So the biggest revolution in database and analytics technology – namely the distributed batch processing technique known as MapReduce (and the associated Hadoop-centric ecosystem that has built up around it) is a legacy technology for one Silicon Valley player. Last week Google announced the arrival of Google Cloud Dataflow – a new service for cloud-based big data analytics that, Google says, supersedes MapReduce.[
While various VCs and corporations have pumped billions into Hadoop (Cloudera alone getting one of those billions), Google is now making a huge point of the fact that it abandoned MapReduce a long time ago as it was too hard to build flexible analytics pipelines.
So what did they replace it with? Well up to last week there was a lot of speculation, leaks, reports from former employees etc. but no real clue on the details. It was clear that internally they continued to use a distributed big data-crunching platform and that the initial MapReduce concepts were still a key part of that infrastructure. But we suspected, given the time advantage they had (they were working on these technologies for 10 years+ after all), they had evolved them into something with a real-time capability and that they optimized the algorithms for much faster results. Also given the many developer-years of data science that drives Google forward, one would assume that the MapReduce concept had been well refined in terms of usability, productivity etc. – with a large amount of the complexity abstracted away (as Pig had also attempted to do with MapReduce). Google has, of course, taken the concept of a data-driven business to a new level, where timely insights become mission critical, so they would have built out a robust, fault tolerant architecture and refined it to operate at massive scale in data centers across the globe.
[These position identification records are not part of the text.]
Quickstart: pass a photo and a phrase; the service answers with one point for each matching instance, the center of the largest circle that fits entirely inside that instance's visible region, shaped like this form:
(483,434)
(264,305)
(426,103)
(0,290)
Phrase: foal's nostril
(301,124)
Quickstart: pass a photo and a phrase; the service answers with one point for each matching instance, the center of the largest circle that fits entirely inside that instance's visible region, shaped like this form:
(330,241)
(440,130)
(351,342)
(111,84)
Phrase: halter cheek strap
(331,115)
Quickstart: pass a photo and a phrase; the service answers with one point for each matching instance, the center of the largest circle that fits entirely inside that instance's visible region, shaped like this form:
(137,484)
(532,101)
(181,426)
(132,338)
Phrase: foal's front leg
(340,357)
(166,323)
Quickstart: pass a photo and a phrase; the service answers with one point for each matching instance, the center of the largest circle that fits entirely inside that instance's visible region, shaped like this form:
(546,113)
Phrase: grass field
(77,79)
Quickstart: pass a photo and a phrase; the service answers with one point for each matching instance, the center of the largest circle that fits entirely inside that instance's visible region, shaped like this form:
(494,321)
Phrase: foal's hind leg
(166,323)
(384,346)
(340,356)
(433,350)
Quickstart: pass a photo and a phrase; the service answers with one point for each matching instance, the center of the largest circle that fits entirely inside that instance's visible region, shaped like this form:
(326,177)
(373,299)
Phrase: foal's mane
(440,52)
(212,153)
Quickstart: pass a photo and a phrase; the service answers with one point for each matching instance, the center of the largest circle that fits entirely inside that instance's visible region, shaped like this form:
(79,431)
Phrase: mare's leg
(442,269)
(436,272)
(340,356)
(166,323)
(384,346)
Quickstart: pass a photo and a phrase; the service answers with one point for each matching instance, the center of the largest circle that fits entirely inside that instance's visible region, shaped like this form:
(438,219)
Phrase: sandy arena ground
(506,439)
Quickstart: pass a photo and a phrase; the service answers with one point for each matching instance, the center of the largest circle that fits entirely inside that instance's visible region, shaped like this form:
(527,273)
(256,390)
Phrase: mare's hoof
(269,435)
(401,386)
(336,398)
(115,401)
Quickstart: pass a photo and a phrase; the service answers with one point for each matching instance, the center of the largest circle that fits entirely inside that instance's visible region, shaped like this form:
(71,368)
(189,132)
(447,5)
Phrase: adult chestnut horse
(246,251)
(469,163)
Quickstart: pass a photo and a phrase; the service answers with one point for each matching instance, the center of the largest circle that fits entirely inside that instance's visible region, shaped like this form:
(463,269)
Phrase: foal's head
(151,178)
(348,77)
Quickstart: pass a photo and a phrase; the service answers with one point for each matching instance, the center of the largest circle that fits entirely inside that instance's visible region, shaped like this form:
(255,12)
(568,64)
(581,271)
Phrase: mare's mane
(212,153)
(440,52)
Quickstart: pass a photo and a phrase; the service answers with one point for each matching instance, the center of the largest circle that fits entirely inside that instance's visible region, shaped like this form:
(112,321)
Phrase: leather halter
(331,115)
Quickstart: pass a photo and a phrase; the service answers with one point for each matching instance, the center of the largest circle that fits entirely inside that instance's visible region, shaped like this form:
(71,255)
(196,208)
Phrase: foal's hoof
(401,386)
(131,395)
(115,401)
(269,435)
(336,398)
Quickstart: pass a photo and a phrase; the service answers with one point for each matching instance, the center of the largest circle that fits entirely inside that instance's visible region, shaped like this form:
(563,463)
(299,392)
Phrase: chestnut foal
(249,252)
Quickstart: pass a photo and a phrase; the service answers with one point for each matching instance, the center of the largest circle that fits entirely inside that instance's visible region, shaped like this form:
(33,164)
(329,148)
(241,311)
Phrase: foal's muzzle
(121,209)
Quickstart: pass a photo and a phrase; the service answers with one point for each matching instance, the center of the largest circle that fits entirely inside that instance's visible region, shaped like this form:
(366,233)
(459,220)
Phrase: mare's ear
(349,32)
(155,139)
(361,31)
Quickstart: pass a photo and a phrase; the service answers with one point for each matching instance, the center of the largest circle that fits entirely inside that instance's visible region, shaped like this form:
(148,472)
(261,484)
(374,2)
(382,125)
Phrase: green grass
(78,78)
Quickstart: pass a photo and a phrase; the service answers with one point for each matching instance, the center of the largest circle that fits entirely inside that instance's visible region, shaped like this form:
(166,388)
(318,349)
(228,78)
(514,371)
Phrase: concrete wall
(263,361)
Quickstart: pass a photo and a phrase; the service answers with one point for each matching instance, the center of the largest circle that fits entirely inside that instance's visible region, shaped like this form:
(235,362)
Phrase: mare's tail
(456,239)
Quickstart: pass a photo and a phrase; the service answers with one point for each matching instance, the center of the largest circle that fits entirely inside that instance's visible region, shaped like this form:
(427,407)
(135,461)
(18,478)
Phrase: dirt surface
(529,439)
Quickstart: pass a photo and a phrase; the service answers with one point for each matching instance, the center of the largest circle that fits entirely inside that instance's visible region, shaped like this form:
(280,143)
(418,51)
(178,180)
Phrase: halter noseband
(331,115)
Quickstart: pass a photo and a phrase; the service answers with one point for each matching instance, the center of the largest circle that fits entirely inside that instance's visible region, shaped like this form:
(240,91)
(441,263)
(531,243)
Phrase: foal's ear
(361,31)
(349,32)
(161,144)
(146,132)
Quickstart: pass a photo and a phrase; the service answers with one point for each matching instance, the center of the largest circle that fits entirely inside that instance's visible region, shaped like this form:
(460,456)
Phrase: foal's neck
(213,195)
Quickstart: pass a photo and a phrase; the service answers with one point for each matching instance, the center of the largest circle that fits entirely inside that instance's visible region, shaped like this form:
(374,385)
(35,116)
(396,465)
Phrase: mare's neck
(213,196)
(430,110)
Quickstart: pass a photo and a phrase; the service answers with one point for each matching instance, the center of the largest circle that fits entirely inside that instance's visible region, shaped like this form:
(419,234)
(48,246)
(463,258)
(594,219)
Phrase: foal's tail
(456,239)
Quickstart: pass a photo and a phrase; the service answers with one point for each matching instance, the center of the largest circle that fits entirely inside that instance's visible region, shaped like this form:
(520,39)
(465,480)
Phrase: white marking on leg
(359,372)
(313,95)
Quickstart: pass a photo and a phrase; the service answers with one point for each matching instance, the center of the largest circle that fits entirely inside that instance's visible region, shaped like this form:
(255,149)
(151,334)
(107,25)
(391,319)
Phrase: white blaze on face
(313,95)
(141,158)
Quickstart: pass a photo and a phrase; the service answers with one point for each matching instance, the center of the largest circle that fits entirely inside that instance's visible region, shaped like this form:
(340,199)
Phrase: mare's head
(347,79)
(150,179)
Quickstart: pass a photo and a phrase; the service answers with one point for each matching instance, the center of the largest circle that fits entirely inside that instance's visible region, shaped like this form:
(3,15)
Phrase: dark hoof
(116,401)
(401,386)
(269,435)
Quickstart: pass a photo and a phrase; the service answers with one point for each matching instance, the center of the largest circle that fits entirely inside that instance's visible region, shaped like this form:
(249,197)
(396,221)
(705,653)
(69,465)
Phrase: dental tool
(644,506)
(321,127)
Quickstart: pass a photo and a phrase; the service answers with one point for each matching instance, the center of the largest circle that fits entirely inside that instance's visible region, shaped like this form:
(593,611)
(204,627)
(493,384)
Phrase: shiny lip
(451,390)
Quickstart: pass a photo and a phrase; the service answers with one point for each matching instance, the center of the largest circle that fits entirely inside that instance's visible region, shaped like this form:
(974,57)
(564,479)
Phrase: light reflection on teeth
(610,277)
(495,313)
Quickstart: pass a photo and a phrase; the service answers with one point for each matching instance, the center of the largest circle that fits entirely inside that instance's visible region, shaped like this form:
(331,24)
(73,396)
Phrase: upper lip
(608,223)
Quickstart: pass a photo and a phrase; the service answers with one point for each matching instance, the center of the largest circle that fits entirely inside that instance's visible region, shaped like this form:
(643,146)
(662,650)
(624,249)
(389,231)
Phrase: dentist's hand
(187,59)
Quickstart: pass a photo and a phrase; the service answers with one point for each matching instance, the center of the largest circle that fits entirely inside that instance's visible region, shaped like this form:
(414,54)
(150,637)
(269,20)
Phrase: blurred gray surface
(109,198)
So yes, Dataflow turns out to be all of the above. It’s clear that Dataflow makes the life of an analytics developer so much easier – especially if there is a real-time or online (in the machine learning sense of the word) aspect to the computation that is required, much the way IBM did with Infosphere Streams. It hides all the complexity. You subscribe to publish-subscribe message broker to pull a real-time feed, you specify the steps to take processing each message (transforms) and then you write the outputs back to another message broker. Alternatively you can access Google’s file system directly to read and write from files or access your data via BigQuery tables. As the pipeline is the same for both (parallel collections) you can reuse code written for batch processing for online processing jobs and vice versa. The presentation at Google I/O even suggests you can mix real-time and batch processing jobs – but no details were provided on how easy it is to do this.
The real magic on the Google side appears to be the power it has to optimize the data crunching pipelines. As real-world analytics jobs get much more complicated and feature rich, it can often be the case that you have to process the same sets of events multiple times. Dataflow can optimize your code so that it combines multiple passes on the data into a smaller number of processing steps and the Google tools can hide all this from the developer – so they can focus on what the jobs should do and not how they do it.
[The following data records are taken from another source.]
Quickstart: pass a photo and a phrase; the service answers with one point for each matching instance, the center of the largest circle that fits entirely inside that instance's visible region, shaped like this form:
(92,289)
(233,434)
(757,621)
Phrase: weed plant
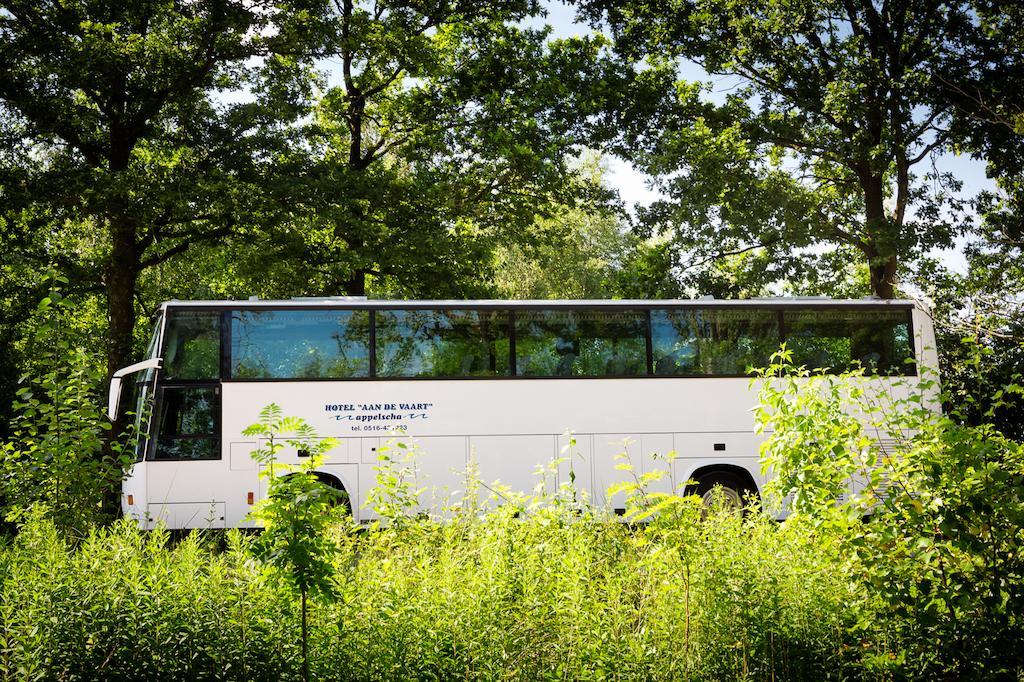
(549,593)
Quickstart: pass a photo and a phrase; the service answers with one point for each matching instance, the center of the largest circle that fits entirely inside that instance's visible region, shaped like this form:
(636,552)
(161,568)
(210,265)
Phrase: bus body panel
(508,428)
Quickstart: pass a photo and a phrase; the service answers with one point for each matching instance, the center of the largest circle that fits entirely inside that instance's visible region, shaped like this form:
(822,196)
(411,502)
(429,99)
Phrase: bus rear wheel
(732,488)
(341,495)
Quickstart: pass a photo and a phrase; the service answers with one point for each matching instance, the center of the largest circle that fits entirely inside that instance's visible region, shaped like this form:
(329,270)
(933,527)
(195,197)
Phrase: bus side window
(188,423)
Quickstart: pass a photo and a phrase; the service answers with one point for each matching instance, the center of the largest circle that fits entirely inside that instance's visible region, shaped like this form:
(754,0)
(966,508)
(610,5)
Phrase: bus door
(131,393)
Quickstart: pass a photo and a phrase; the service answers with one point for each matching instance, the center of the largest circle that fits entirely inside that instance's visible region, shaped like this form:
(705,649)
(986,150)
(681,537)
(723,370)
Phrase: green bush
(55,457)
(548,595)
(932,530)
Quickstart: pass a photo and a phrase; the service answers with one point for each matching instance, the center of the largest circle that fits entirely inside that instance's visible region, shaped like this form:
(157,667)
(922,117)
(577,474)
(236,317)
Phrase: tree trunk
(883,270)
(122,278)
(882,260)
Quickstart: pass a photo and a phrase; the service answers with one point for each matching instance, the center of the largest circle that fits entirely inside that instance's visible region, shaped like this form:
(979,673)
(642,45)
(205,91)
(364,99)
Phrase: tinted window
(442,343)
(192,348)
(838,340)
(581,343)
(300,344)
(188,424)
(694,341)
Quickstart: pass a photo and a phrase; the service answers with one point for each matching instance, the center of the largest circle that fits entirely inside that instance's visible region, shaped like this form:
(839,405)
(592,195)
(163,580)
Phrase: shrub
(933,533)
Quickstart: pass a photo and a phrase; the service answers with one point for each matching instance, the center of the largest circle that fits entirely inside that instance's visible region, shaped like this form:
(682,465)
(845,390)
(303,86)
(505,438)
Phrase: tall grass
(556,594)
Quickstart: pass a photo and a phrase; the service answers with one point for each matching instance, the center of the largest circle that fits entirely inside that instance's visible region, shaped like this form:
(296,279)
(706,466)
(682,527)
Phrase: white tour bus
(500,381)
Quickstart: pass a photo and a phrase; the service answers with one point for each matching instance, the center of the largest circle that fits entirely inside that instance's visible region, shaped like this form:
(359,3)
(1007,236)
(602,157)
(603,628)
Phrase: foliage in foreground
(928,513)
(554,595)
(912,572)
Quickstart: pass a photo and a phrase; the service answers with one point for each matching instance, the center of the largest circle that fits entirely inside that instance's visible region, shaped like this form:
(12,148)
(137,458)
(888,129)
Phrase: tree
(120,147)
(839,103)
(300,512)
(451,126)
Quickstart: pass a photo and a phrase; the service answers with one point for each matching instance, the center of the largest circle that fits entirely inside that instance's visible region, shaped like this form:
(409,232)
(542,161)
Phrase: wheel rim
(729,497)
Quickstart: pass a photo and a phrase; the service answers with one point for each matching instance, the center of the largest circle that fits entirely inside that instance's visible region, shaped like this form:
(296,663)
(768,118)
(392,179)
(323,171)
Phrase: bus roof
(363,302)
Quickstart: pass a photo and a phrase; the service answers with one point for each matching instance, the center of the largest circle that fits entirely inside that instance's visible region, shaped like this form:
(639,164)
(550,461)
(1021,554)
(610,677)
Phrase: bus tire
(335,484)
(736,487)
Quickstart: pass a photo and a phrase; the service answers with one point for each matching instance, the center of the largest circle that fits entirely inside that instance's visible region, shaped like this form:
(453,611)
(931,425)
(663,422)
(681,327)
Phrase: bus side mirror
(114,395)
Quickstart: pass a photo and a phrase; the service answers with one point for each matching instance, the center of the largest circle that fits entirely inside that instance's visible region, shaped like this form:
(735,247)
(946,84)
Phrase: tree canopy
(828,136)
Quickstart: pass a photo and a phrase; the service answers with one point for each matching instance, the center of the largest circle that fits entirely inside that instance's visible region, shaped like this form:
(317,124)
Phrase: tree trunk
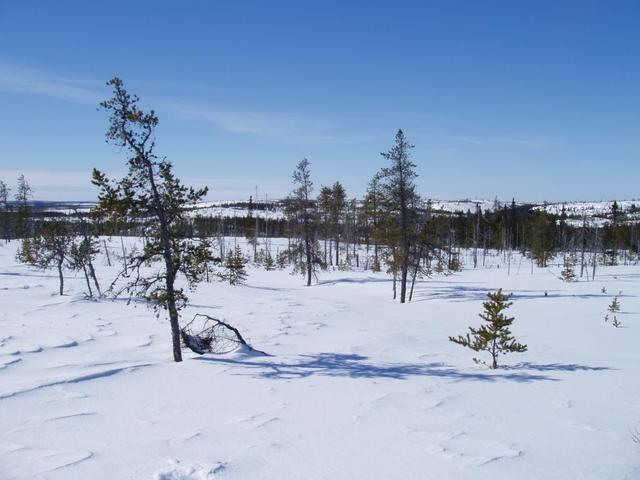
(174,318)
(106,251)
(61,277)
(92,272)
(86,277)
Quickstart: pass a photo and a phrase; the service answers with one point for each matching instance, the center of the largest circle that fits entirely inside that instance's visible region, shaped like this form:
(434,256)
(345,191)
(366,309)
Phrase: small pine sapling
(614,306)
(269,264)
(494,337)
(568,274)
(235,273)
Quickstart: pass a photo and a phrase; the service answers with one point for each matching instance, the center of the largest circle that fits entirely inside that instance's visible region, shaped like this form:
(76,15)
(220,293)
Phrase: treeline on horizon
(513,226)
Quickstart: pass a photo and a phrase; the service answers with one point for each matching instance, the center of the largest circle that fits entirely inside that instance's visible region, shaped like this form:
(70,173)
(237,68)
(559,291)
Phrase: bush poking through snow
(205,334)
(495,336)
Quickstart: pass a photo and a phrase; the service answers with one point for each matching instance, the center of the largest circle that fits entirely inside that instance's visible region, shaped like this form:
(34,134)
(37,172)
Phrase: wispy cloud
(31,82)
(299,127)
(293,128)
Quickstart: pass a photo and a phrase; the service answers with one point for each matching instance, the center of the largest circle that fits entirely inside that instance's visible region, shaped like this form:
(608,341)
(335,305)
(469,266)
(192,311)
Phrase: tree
(4,208)
(48,249)
(401,201)
(269,264)
(567,274)
(235,273)
(23,212)
(81,255)
(495,336)
(372,209)
(325,203)
(151,193)
(338,202)
(301,208)
(614,306)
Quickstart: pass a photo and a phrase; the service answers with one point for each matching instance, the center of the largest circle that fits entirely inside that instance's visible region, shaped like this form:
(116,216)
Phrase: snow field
(356,385)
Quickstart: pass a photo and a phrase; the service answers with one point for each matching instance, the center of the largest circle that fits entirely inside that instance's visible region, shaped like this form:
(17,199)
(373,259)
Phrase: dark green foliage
(567,274)
(269,264)
(156,198)
(493,337)
(234,267)
(614,306)
(302,212)
(23,208)
(49,248)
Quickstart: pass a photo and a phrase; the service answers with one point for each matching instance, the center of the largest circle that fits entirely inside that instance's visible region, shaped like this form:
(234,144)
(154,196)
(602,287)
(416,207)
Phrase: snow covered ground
(356,386)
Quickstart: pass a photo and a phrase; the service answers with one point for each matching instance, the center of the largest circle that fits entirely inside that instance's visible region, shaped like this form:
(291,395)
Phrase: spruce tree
(303,215)
(4,209)
(338,203)
(235,272)
(568,274)
(157,199)
(269,264)
(401,202)
(493,337)
(23,210)
(48,249)
(614,306)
Now, adding real-time capabilities to Hadoop is not that revolutionary. I tried it myself in previous life – where we had a pretty powerful setup with Apache Kafka, feeding a Storm cluster doing real-time data enrichment and online machine learning, feeding outputs data into HBase, where batch processing jobs were operating on the now-enriched raw data. We also introduced an intermediate layer between real-time and batch processing – so that we could close the loop the other way – the outputs of batch processing could be made available via an in-memory cache, to the real-time layer. So the open-source building blocks are all out there – and getting better all the time. But not everyone wants to go to the expense of building their own analytics framework, so Dataflow does the heavy-lifting in the same way that our customers use Logentries for log analytics rather than building out their own infrastructure.
We are also particularly very pleased to see the Google announcement highlight the importance of log analytics (around 27:45 into the video)! We are very keen to see how Dataflow and Logentries could work together to solve some of these problems. We, of course, aim to be the one-stop service for all your log management needs, but we also recognize that an ecosystem of pre-integrated services (as per our announcement this week) can help solve more log management problems for more of our users.
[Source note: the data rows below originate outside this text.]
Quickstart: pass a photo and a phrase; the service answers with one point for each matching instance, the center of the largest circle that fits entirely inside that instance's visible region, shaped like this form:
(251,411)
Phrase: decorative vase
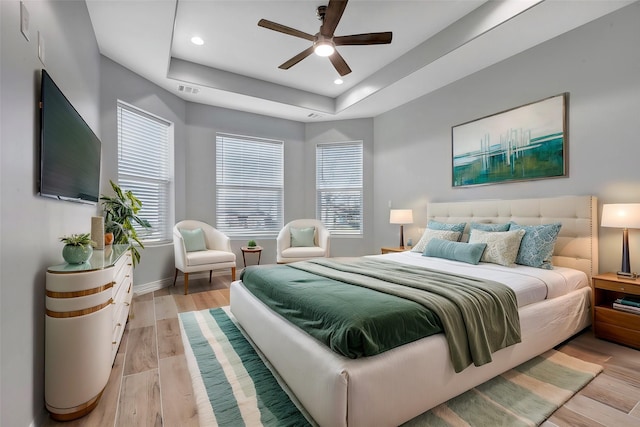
(108,238)
(75,254)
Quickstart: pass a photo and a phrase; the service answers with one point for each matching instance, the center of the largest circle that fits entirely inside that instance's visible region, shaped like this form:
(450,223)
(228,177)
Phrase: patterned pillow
(537,244)
(435,234)
(302,237)
(502,246)
(193,240)
(489,227)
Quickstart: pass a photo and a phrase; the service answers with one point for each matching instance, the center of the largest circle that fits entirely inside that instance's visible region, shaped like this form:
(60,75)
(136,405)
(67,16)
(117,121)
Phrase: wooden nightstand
(387,250)
(610,324)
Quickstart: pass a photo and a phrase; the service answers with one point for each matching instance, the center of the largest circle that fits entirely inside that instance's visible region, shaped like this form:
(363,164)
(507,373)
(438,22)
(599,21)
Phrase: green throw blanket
(478,317)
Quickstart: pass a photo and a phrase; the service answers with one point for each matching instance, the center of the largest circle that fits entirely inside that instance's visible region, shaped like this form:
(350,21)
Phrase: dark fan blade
(332,16)
(339,63)
(299,57)
(363,39)
(284,29)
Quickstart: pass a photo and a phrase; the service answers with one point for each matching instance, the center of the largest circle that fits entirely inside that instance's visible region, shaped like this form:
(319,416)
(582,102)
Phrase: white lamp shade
(621,215)
(401,216)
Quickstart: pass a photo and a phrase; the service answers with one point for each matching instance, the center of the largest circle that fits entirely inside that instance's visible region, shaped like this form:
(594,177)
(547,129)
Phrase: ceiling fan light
(324,49)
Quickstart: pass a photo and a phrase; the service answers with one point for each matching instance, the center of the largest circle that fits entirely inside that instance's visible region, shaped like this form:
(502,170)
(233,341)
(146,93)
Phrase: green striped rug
(234,387)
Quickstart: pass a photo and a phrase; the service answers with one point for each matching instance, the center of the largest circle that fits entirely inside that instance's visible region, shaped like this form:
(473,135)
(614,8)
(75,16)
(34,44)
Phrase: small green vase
(76,254)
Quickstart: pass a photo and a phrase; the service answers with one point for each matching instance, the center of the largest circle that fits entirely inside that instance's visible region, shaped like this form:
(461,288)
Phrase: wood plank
(184,303)
(141,352)
(612,392)
(169,338)
(165,307)
(140,401)
(178,401)
(599,412)
(564,417)
(142,314)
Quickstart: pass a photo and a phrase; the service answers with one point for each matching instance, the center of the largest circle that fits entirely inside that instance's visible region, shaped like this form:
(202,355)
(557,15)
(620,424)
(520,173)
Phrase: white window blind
(339,187)
(145,168)
(249,185)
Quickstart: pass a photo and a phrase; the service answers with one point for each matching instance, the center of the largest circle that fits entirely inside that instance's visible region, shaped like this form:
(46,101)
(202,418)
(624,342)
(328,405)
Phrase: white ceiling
(435,42)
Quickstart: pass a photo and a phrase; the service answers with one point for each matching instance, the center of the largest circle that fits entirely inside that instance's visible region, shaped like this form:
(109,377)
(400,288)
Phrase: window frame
(341,231)
(165,214)
(234,184)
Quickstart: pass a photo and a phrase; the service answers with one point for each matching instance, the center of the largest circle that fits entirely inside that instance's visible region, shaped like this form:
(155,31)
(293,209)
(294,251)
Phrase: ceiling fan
(324,42)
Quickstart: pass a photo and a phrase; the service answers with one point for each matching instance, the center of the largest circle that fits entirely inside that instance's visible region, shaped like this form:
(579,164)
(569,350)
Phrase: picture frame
(524,143)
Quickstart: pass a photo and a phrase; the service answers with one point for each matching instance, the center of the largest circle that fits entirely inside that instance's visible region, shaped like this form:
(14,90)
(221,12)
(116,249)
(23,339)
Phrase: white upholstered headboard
(577,244)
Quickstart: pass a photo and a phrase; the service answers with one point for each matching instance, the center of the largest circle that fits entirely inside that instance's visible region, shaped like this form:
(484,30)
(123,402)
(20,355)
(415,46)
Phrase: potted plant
(120,215)
(77,249)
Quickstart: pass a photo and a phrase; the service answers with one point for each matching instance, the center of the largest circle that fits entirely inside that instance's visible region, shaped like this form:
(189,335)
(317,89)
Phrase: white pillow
(502,246)
(429,234)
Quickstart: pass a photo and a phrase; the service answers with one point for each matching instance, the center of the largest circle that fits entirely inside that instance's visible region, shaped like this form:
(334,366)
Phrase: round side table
(251,250)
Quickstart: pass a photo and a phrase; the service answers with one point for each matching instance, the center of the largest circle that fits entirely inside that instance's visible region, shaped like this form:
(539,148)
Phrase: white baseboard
(145,288)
Google Cloud Dataflow is in private beta right now – so the jury is still out on how ground breaking this announcement really is (we have asked nicely if we can try it out). But, if this really is Google opening up its own internal analytics infrastructure to the rest of the world as a cloud-hosted platform, then combined with Google’s arrival in the infrastructure-as-a -service space, it really looks like it could shake things up in the cloud services arena.
Expect a strong reaction from Amazon with new Kenesis-related announcements.